Auf einer Covid-19-Intensivstation des Klinikums rechts der Isar im April 2020

Das SARS-CoV-2-Virus

„SARS-CoV-2 kann fast jede menschliche Zelle im Körper betreffen“, erklärt Spinner. „Es ist keine isolierte Erkrankung der Lunge, sondern eine virale Systemerkrankung.“ Das erklärt auch die möglichen Komplikationen. „Von der Lungenentzündung bis zur Entzündung des Herzmuskels oder des Gehirns beobachten wir sehr unterschiedliche Krankheitsbilder.“ Zunehmendes Alter und Vorerkrankungen u.a. der Lunge oder des Herz-Kreislaufsystems sind Risikofaktoren. Eines der Ziele sei es, die Patient*innen mit erhöhter Wahrscheinlichkeit für eine schwere Erkrankung schneller zu identifizieren. Dabei könne z.B. die Telecovid-Studie von Prof. Georg Schmidt helfen.

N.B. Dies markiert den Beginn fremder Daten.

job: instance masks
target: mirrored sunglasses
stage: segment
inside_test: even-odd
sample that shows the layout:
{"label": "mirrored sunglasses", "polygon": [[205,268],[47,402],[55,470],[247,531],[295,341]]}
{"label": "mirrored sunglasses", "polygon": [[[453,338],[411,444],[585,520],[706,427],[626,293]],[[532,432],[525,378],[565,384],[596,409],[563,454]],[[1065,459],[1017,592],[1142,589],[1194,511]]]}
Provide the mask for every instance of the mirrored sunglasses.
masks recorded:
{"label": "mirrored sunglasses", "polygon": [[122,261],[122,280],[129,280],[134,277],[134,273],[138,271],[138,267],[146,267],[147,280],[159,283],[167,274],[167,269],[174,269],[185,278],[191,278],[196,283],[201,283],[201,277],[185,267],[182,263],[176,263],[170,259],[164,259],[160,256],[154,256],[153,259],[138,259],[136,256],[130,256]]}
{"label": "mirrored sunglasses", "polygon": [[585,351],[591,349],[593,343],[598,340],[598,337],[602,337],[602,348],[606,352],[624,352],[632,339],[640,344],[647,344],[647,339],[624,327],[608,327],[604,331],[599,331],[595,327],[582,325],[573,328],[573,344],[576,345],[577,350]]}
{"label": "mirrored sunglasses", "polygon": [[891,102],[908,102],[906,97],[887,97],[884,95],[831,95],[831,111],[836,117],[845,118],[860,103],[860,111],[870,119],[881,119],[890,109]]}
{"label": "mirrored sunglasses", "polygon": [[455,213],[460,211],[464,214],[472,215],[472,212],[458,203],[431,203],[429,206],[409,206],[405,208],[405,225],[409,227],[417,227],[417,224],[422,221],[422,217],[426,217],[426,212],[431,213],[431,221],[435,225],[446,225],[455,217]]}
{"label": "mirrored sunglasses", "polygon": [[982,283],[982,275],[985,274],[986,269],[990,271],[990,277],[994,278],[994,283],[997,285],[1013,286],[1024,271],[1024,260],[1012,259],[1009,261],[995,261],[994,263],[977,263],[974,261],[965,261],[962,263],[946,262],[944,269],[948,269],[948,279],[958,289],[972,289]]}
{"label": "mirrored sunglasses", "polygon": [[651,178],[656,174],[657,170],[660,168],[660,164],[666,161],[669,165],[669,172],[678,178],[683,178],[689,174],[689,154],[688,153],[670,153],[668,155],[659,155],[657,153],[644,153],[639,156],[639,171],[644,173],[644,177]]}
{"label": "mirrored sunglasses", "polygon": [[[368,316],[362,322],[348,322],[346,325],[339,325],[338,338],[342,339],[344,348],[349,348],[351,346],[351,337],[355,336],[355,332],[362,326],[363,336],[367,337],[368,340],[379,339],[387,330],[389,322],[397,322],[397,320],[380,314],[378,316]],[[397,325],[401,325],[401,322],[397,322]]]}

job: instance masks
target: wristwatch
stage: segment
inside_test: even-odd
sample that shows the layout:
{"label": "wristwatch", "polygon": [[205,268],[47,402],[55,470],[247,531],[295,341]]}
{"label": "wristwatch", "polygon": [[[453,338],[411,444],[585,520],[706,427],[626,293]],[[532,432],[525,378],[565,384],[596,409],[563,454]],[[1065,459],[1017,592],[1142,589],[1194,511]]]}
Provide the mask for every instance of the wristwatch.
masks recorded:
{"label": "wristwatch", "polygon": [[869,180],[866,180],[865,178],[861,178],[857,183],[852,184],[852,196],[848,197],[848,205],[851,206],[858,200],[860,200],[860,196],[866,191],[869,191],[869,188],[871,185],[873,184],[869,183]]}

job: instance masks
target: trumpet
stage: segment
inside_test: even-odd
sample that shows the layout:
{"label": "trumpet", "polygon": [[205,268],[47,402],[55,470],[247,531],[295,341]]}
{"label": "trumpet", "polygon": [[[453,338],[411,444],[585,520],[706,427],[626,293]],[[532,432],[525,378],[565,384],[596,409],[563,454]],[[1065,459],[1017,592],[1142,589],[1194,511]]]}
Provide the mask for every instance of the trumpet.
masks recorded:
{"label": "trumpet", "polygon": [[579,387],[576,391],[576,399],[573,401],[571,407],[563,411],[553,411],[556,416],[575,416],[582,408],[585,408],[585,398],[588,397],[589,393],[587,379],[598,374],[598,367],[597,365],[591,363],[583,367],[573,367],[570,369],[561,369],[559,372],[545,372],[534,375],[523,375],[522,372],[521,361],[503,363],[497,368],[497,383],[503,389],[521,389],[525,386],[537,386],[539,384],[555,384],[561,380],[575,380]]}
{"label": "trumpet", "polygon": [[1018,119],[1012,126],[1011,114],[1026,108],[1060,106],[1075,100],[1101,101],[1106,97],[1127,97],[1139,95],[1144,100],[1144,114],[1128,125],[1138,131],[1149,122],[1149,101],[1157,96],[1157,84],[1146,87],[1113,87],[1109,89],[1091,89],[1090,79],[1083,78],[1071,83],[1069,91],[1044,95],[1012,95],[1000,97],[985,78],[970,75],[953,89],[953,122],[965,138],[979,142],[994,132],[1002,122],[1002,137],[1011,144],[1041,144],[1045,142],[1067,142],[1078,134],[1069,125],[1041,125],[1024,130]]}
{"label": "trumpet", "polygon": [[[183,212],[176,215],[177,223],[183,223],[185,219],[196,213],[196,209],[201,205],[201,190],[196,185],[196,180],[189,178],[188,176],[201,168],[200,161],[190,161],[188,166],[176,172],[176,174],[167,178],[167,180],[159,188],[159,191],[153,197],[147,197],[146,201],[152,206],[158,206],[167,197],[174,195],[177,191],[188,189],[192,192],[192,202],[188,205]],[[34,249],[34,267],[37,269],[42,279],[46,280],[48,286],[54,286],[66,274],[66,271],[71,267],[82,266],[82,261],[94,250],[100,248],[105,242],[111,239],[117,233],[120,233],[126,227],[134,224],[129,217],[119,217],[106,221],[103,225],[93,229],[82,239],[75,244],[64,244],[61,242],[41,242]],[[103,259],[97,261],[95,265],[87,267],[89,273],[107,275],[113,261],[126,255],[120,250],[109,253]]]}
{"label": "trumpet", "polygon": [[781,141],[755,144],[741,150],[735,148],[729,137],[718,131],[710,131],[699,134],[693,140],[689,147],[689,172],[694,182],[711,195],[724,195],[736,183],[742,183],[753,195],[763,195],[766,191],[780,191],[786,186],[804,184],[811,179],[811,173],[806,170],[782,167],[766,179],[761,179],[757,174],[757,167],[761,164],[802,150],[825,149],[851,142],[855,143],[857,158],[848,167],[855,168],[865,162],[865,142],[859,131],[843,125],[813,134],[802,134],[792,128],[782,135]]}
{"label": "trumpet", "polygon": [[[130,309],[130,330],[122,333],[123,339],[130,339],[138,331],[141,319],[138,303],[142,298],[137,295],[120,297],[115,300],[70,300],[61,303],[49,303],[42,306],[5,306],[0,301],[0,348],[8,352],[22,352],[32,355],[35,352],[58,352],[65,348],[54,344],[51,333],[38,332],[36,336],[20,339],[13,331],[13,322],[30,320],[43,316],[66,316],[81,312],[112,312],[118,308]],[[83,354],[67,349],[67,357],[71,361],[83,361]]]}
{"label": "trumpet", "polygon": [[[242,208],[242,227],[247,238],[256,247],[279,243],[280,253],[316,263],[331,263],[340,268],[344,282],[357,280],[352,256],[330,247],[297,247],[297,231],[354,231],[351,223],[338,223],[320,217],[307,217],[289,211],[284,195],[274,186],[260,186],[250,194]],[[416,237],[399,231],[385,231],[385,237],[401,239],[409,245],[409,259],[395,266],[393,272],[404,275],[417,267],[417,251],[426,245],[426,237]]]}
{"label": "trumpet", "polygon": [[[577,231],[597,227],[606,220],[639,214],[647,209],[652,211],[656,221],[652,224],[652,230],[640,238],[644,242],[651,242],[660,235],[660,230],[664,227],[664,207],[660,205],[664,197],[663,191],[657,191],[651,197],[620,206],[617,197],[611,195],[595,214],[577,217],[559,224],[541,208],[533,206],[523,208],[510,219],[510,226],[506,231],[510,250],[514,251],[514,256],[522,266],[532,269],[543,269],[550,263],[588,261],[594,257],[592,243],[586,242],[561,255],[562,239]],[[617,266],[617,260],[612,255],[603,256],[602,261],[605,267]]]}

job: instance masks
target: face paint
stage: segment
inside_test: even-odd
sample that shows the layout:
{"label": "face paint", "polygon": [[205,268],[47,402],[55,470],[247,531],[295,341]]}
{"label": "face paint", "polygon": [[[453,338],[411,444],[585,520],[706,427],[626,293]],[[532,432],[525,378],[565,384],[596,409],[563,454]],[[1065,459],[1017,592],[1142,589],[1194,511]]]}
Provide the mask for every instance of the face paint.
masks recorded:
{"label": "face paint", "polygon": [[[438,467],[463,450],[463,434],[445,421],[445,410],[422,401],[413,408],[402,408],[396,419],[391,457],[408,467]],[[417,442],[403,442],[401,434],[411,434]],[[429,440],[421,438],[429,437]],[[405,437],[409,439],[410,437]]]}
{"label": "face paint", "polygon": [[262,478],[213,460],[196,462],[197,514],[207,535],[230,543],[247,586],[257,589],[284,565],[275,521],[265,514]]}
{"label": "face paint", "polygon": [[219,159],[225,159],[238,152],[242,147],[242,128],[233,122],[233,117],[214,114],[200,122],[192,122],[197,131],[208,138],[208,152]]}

Mit Hightech-Sensoren im Ohr werden rund um die Uhr die Vitalparameter von Covid-19 Erkrankten in häuslicher Isolation gemessen. Neben der Körpertemperatur werden die Sauerstoffsättigung des Blutes, Atemfrequenz und Puls überwacht und geprüft, wie gut der Körper die Auswirkungen der Erkrankung kompensieren kann.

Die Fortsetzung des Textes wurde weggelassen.